I ran DFSIO test on a newly created 4-node basic cluster(all 4 nodes are datanodes and all master services are co-located). Below is the output. I noticed the throughput and avg IO rate for "write" are very low in comparison to "read". What could be the possible reasons and is there any way to improve them?

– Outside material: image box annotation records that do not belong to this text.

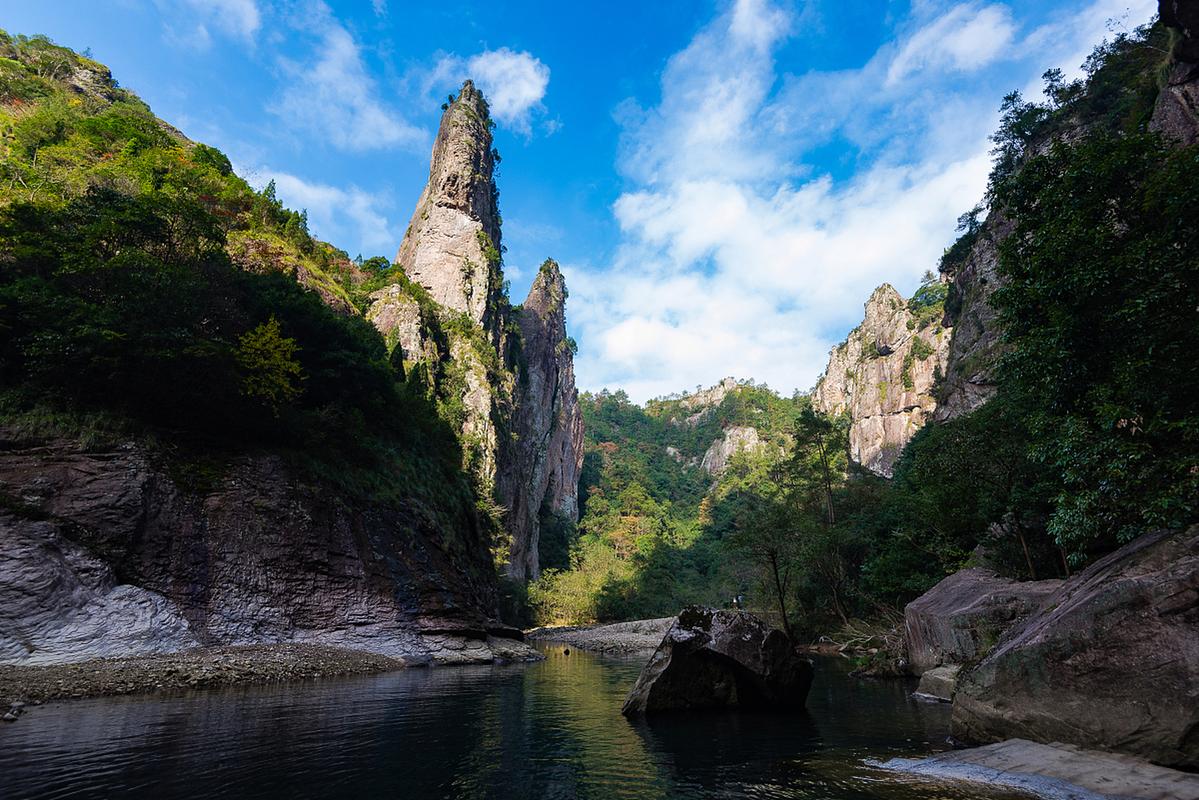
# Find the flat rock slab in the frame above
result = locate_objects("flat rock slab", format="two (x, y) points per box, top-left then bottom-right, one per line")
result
(525, 616), (675, 652)
(882, 739), (1199, 800)
(916, 664), (962, 703)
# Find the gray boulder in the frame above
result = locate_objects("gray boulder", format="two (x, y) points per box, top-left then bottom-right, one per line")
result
(953, 525), (1199, 770)
(904, 569), (1061, 675)
(622, 606), (812, 716)
(916, 664), (962, 703)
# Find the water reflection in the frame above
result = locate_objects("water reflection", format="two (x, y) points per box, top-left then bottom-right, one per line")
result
(0, 645), (1026, 800)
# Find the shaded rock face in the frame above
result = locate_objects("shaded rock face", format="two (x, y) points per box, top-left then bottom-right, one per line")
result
(621, 606), (813, 716)
(953, 525), (1199, 770)
(699, 425), (764, 477)
(933, 210), (1012, 421)
(498, 260), (583, 579)
(396, 80), (502, 325)
(366, 284), (441, 369)
(812, 284), (950, 477)
(1149, 0), (1199, 144)
(367, 82), (583, 581)
(916, 664), (962, 703)
(0, 438), (531, 663)
(904, 569), (1061, 675)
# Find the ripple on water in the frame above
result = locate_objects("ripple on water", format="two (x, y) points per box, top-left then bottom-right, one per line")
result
(0, 644), (1018, 800)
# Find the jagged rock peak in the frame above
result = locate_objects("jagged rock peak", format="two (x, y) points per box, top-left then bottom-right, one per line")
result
(523, 258), (566, 311)
(396, 80), (504, 325)
(812, 282), (950, 477)
(679, 378), (739, 410)
(498, 259), (583, 579)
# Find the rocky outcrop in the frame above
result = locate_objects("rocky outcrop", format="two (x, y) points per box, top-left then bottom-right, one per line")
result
(953, 525), (1199, 770)
(622, 606), (813, 716)
(699, 425), (764, 477)
(367, 82), (583, 581)
(881, 739), (1199, 800)
(498, 260), (583, 579)
(812, 284), (950, 477)
(0, 437), (532, 664)
(916, 664), (962, 703)
(1149, 0), (1199, 144)
(933, 211), (1012, 421)
(396, 80), (504, 327)
(904, 569), (1061, 675)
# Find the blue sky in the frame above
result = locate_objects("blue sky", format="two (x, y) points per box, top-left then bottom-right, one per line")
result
(0, 0), (1156, 399)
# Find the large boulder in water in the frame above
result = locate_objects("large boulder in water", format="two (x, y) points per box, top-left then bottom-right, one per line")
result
(622, 606), (812, 716)
(903, 569), (1061, 675)
(953, 525), (1199, 770)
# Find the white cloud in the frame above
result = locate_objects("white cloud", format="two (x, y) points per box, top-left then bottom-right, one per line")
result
(270, 4), (427, 151)
(426, 47), (560, 136)
(178, 0), (263, 42)
(249, 167), (400, 258)
(887, 4), (1016, 85)
(564, 0), (1147, 399)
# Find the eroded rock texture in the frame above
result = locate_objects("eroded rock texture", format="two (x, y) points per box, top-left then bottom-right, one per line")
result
(933, 210), (1012, 421)
(396, 80), (502, 325)
(812, 284), (950, 477)
(0, 437), (531, 663)
(1149, 0), (1199, 144)
(498, 260), (583, 579)
(622, 606), (813, 716)
(367, 82), (583, 581)
(953, 525), (1199, 770)
(699, 425), (764, 477)
(904, 569), (1061, 675)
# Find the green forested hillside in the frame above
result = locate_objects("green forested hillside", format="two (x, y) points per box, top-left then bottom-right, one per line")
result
(534, 23), (1199, 633)
(0, 26), (491, 551)
(530, 381), (806, 622)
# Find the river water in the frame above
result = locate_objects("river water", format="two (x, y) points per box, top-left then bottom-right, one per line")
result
(0, 644), (1031, 800)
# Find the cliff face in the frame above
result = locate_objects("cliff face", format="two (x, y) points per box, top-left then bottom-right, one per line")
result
(1149, 0), (1199, 144)
(933, 211), (1012, 421)
(812, 284), (950, 477)
(367, 82), (583, 579)
(396, 80), (502, 326)
(498, 260), (583, 579)
(0, 431), (531, 663)
(934, 7), (1199, 421)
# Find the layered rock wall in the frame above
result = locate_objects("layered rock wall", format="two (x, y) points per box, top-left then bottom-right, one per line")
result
(496, 260), (583, 579)
(367, 82), (583, 579)
(396, 80), (502, 326)
(0, 437), (531, 663)
(812, 284), (950, 477)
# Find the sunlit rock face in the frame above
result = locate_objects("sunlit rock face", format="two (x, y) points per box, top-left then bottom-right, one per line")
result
(812, 284), (950, 477)
(700, 425), (764, 477)
(496, 260), (583, 579)
(367, 82), (583, 581)
(953, 525), (1199, 767)
(396, 80), (502, 325)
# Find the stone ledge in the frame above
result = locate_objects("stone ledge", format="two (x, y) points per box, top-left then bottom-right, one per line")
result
(881, 739), (1199, 800)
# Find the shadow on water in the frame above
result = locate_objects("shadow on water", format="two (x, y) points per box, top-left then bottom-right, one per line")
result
(0, 645), (1031, 800)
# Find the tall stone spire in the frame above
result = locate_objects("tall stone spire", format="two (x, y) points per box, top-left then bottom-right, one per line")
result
(396, 80), (502, 326)
(498, 259), (583, 579)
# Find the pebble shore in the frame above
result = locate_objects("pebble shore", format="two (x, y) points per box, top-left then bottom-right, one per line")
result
(0, 644), (405, 705)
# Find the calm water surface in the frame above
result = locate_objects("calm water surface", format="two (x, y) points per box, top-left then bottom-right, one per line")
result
(0, 645), (1026, 800)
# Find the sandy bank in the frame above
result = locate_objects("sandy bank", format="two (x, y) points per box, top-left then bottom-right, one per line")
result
(882, 739), (1199, 800)
(0, 644), (405, 714)
(525, 616), (675, 655)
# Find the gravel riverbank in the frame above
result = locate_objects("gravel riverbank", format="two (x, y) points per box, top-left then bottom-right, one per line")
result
(525, 616), (675, 655)
(0, 644), (405, 711)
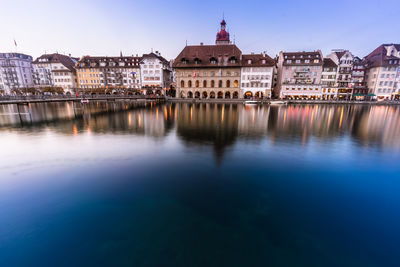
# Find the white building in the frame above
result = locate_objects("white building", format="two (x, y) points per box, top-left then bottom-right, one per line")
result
(140, 51), (172, 95)
(321, 58), (337, 100)
(326, 49), (354, 100)
(76, 53), (141, 93)
(0, 53), (33, 94)
(365, 44), (400, 100)
(240, 53), (275, 98)
(33, 53), (78, 93)
(276, 50), (323, 99)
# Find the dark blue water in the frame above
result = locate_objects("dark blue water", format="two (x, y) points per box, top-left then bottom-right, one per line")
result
(0, 102), (400, 266)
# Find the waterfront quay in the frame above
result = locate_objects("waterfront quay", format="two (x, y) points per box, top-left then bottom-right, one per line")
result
(0, 95), (400, 105)
(0, 95), (165, 104)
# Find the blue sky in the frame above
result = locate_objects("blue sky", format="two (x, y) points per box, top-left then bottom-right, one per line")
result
(0, 0), (400, 59)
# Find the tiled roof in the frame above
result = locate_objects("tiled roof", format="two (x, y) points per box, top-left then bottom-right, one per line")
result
(242, 54), (275, 67)
(323, 58), (337, 68)
(33, 53), (78, 71)
(173, 44), (242, 68)
(76, 56), (142, 68)
(142, 52), (169, 64)
(365, 44), (400, 68)
(282, 50), (323, 66)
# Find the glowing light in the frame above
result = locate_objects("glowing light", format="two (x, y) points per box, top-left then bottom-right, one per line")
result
(72, 124), (78, 136)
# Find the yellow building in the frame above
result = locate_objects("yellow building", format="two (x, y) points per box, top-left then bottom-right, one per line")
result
(76, 56), (100, 89)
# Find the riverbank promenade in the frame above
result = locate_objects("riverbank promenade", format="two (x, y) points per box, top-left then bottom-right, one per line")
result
(0, 95), (400, 105)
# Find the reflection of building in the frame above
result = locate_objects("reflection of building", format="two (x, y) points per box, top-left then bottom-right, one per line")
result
(76, 54), (141, 90)
(173, 20), (242, 99)
(365, 44), (400, 99)
(33, 53), (78, 92)
(277, 50), (323, 99)
(240, 53), (275, 98)
(140, 51), (172, 95)
(176, 103), (238, 161)
(0, 53), (33, 94)
(321, 58), (337, 100)
(326, 50), (354, 100)
(238, 105), (270, 140)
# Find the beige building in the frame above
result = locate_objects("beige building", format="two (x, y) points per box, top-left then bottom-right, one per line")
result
(321, 58), (338, 100)
(365, 44), (400, 100)
(276, 50), (323, 99)
(173, 21), (242, 99)
(33, 53), (78, 93)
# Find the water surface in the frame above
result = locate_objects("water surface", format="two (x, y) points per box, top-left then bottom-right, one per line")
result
(0, 101), (400, 266)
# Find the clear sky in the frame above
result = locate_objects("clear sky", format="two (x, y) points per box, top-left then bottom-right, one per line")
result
(0, 0), (400, 59)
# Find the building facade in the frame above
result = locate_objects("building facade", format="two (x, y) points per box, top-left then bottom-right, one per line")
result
(33, 53), (78, 93)
(240, 52), (275, 99)
(0, 53), (34, 94)
(326, 49), (354, 100)
(140, 51), (173, 95)
(173, 20), (242, 99)
(76, 55), (142, 93)
(321, 58), (337, 100)
(277, 50), (323, 99)
(365, 44), (400, 100)
(351, 57), (369, 100)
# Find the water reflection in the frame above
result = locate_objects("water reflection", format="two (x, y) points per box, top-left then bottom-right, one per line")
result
(0, 101), (400, 153)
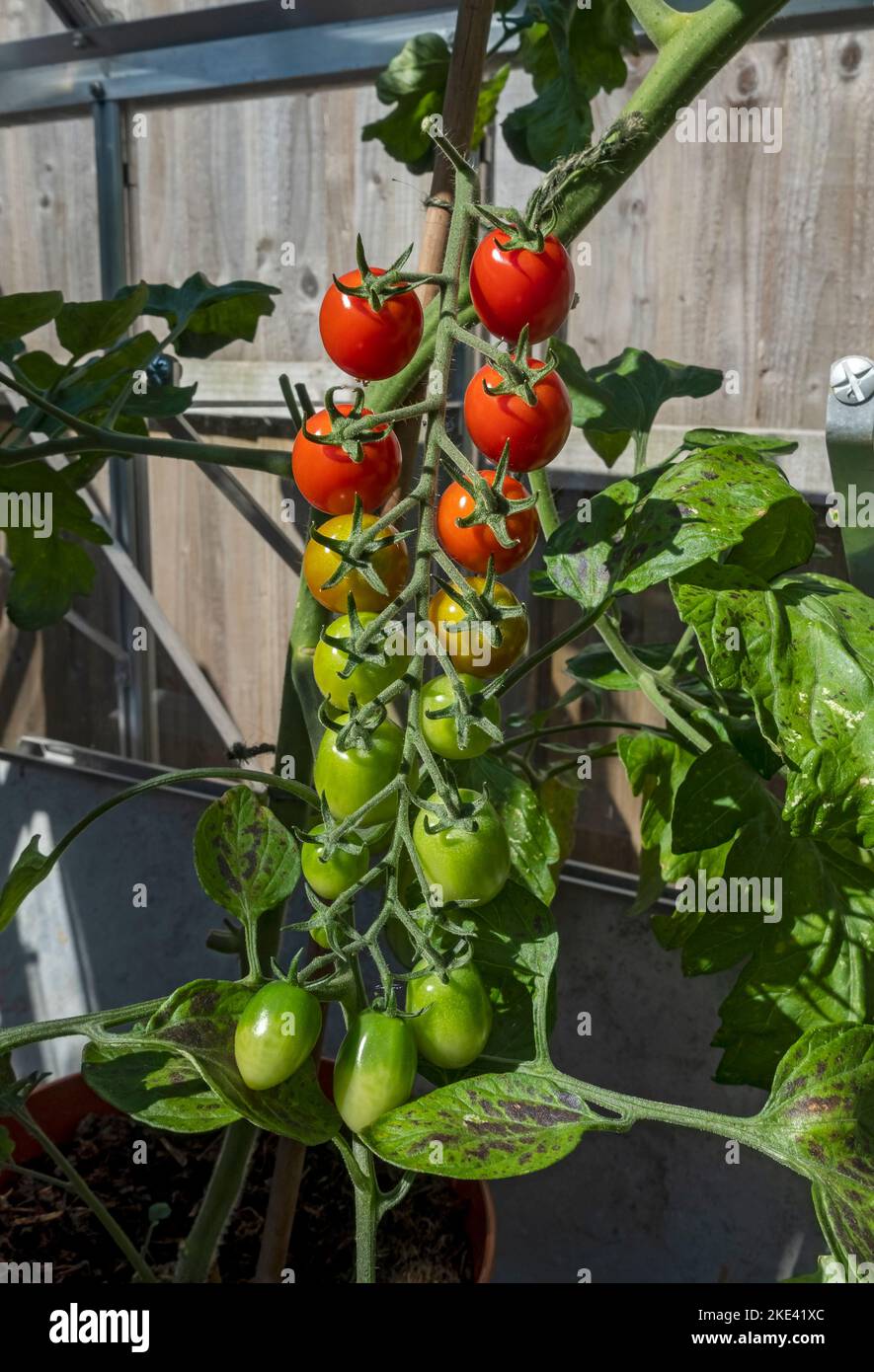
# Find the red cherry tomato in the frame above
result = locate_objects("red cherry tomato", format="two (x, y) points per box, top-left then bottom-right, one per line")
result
(471, 229), (575, 343)
(318, 267), (424, 381)
(437, 472), (538, 573)
(464, 358), (571, 472)
(291, 405), (401, 514)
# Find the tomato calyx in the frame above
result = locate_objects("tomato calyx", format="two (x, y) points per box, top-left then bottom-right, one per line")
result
(426, 662), (504, 748)
(310, 495), (410, 597)
(471, 204), (556, 253)
(483, 325), (558, 409)
(434, 557), (525, 658)
(443, 444), (536, 548)
(303, 386), (394, 462)
(413, 786), (491, 834)
(318, 693), (388, 753)
(334, 235), (425, 314)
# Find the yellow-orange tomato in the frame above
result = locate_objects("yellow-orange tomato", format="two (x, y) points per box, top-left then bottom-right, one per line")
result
(428, 576), (528, 676)
(303, 514), (409, 615)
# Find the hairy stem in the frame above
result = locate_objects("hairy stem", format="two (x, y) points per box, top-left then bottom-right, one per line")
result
(173, 1119), (258, 1283)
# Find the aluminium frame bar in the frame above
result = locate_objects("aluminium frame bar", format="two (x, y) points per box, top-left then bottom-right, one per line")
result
(0, 0), (874, 124)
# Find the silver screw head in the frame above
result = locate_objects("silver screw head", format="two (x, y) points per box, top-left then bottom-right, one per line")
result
(829, 356), (874, 405)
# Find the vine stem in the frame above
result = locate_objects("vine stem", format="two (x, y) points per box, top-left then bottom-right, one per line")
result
(0, 996), (166, 1056)
(173, 1119), (258, 1284)
(367, 0), (786, 411)
(628, 0), (691, 49)
(549, 1069), (761, 1151)
(13, 1105), (158, 1284)
(484, 611), (601, 696)
(596, 618), (711, 753)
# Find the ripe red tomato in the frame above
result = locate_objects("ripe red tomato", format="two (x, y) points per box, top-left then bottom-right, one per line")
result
(464, 358), (572, 472)
(437, 472), (538, 573)
(471, 229), (575, 343)
(318, 267), (424, 381)
(291, 405), (401, 514)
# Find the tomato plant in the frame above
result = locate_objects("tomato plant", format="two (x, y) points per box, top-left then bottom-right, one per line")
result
(291, 404), (401, 514)
(300, 824), (370, 905)
(413, 788), (511, 905)
(437, 472), (539, 573)
(318, 267), (424, 381)
(471, 229), (575, 343)
(313, 611), (410, 710)
(419, 672), (501, 761)
(464, 358), (571, 472)
(428, 576), (528, 676)
(406, 961), (491, 1067)
(334, 1010), (416, 1133)
(313, 715), (403, 824)
(0, 0), (874, 1283)
(303, 514), (409, 615)
(233, 981), (321, 1091)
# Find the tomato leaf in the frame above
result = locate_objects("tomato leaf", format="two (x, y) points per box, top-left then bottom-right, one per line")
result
(671, 743), (771, 854)
(362, 1072), (627, 1180)
(82, 1042), (240, 1133)
(683, 429), (799, 457)
(0, 834), (56, 930)
(673, 563), (874, 848)
(87, 981), (341, 1144)
(681, 812), (874, 1088)
(0, 291), (63, 343)
(754, 1025), (874, 1261)
(550, 339), (722, 467)
(419, 880), (558, 1084)
(543, 447), (814, 611)
(617, 729), (732, 948)
(117, 271), (279, 356)
(360, 33), (511, 175)
(455, 753), (558, 905)
(0, 462), (113, 630)
(195, 786), (300, 923)
(55, 281), (148, 358)
(501, 0), (637, 172)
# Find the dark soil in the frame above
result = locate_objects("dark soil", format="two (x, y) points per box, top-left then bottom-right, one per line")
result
(0, 1115), (473, 1284)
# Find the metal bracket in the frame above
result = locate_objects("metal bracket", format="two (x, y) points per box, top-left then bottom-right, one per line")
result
(826, 356), (874, 595)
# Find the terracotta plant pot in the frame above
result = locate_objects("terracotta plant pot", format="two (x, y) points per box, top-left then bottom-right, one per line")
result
(0, 1058), (496, 1283)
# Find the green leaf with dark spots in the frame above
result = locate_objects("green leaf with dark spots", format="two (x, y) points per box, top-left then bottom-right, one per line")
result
(755, 1025), (874, 1266)
(362, 1072), (627, 1181)
(683, 429), (799, 457)
(671, 743), (772, 854)
(195, 786), (300, 923)
(55, 281), (148, 356)
(117, 271), (279, 356)
(0, 291), (63, 343)
(457, 753), (560, 905)
(545, 447), (814, 611)
(550, 339), (722, 467)
(82, 1042), (240, 1133)
(673, 563), (874, 848)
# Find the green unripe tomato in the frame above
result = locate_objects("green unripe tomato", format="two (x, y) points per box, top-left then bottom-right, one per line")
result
(419, 672), (501, 761)
(313, 611), (410, 710)
(406, 961), (491, 1067)
(300, 824), (370, 900)
(413, 789), (511, 905)
(334, 1010), (416, 1133)
(313, 715), (403, 823)
(233, 981), (321, 1091)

----- TestDFSIO ----- : read Date & time: Wed Jan 18 16:50:33 PST 2017 Number of files: 10 Total MBytes processed: 1000000.0 Throughput mb/sec: 82.24845564131054 Average IO rate mb/sec: 89.47832489013672 IO rate std deviation: 26.504227991353375 Test exec time sec: 1569.043 ----- TestDFSIO ----- : write Date & time: Wed Jan 18 16:24:20 PST 2017 Number of files: 10 Total MBytes processed: 1000000.0 Throughput mb/sec: 12.744570863790308 Average IO rate mb/sec: 12.745065689086914 IO rate std deviation: 0.07952523184580733 Test exec time sec: 7922.071
Can you check if you have these setup these on sysctl
net.core.somaxconn = 4096 & net.ipv4.tcp_fin_timeout = 10. Also we have some suggested values for dirty ratio (50) and background ratio (20).
You can also run other performance test on local disk instead of HDFS via sysbench / FIO.